La Voz del Comahue comenzó a transmitir en el 1470 del dial, el extremo derecho del dial, espacio reservado para las emisoras de baja frecuencia. Con el tiempo se correría hasta el 690. El equipo periodístico lo integraban Ricardo Albornoz Trigal, Walter Marcialetti, José Antonio Vidutto y el “Gallego” Guillermo José Francisco Rodríguez.

En el equipo de locutores estaban Rebeca Bazán, Marilú Larribite, Jorge Fernández Garro, Roberto Morán y Roberto Marín. La técnica estuvo bajo la responsabilidad de Luis María Gil, el mítico “LMG” de las transmisiones de exteriores.

Para la fiesta inaugural, habían llegado la orquesta típica de Héctor Stamponi; el dúo folklórico de Ariel Ramírez y Jaime Torres; las cantantes Isabel de Grana (una de las voces de Francisco Canaro); y Eli Carol (boleros).

 

Eduardo Falú (derecha), canta en vivo en el estudio de la radio. En el centro, Jorge Fernández Garro, junto al director, Abraham Tomé (izq).

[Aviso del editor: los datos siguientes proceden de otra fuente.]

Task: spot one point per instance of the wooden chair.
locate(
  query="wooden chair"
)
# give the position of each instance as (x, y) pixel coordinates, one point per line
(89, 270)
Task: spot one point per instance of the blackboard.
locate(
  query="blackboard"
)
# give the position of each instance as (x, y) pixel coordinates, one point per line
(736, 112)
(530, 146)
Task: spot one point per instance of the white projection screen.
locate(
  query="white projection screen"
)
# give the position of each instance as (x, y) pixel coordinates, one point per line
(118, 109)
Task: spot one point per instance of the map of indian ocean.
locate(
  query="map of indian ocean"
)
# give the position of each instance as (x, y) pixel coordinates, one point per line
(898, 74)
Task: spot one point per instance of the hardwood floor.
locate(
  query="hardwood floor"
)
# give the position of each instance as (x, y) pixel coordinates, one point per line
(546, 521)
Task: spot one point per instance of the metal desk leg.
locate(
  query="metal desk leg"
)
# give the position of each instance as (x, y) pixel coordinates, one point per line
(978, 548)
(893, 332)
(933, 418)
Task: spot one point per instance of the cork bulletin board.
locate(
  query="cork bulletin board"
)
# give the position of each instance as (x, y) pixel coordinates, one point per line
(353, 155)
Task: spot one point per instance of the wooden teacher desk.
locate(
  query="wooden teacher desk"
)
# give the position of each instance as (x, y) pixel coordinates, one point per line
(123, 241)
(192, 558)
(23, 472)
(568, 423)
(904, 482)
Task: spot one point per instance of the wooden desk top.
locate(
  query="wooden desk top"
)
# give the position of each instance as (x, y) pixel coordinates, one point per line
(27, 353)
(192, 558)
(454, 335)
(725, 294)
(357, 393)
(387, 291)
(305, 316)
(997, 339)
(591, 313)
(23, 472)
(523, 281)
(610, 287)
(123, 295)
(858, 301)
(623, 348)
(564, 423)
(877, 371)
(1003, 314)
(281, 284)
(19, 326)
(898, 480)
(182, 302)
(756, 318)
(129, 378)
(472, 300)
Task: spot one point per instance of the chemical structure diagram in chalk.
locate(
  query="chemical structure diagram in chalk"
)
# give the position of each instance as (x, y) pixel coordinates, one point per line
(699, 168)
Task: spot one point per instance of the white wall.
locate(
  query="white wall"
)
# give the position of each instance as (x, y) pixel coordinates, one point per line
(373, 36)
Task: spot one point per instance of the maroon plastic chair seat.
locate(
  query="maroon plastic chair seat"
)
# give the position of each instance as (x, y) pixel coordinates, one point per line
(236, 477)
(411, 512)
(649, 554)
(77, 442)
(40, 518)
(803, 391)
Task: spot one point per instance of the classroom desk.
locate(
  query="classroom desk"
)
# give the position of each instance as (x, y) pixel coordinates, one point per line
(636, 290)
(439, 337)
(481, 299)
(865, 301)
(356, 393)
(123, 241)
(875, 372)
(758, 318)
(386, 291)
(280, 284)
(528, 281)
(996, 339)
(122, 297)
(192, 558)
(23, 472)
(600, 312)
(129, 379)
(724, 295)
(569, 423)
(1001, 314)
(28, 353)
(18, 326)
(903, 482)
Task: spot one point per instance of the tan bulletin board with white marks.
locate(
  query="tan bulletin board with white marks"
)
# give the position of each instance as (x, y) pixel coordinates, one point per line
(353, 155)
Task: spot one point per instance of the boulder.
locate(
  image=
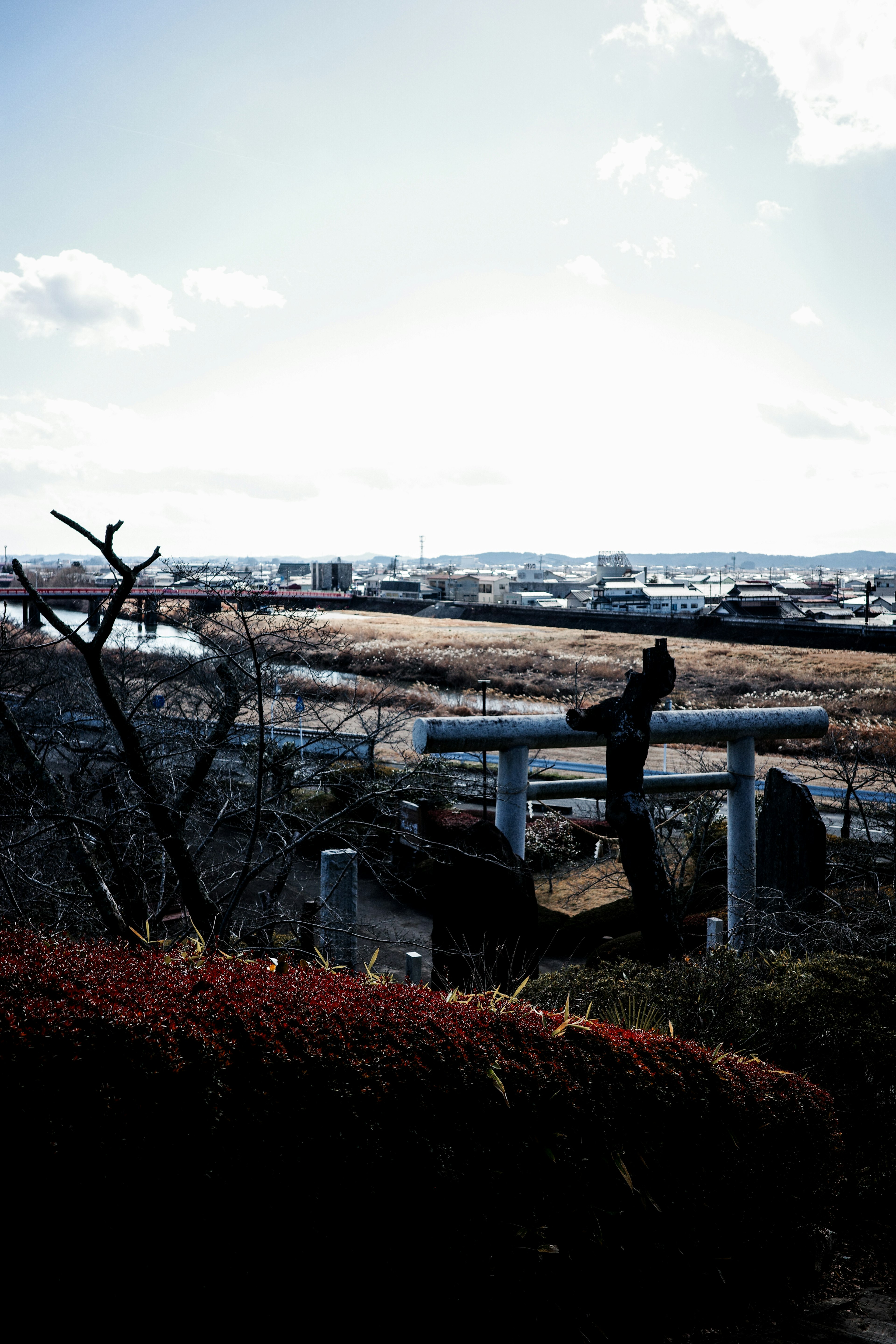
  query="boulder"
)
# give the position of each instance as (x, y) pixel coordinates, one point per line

Foto: gentileza.

 

Pero Turrín no alcanzó a escuchar la primera transmisión. Iba con su amigo, Adolfo Onofri, a buscar a algunos de los artistas que llegaban al aeropuerto de Neuquén. Un choque sobre la ruta 22 lo dejó en terapia intensiva durante varios meses.

La fiesta diseñada por el primer director resultó un éxito y la radio debutaba en la sociedad cipoleña, deseosa de tener noticias habladas en su propio color local, con lo que pasaba en ese pequeño espacio ciudadano de apenas 20.000 habitantes.

Después llegaría Abraham Tomé, que le dio una impronta más regional a la emisora: desde cambiar los equipos, habilitar una nueva planta transmisora, profesionalizar las emisiones y darle un nuevo diseño a la programación. También se mudó de frecuencia, y se ubicó para siempre en el 690 de AM.

 

La inauguración oficial de la planta transmisora, ubicada en Fernández Oro. Foto: archivo.

 

Pasaron los años, cambió la composición accionaria en varias oportunidades, se sucedieron los conflictos, y decenas de profesionales llegaron y pasaron para aportar su capacidad a una historia que sigue construyéndose.

Hoy, la radio es un medio que está buscando reinventarse, adecuarse a las nuevas formas de escucha y atención. Buscando nuevos lenguajes, sobrevivió a la aparición de la televisión, a las transmisiones vía satélite, al fenómeno de la TV por cable y acompañó el primer desarrollo de internet y los sitios “on line”. Un proceso de exploración y creatividad que nunca termina.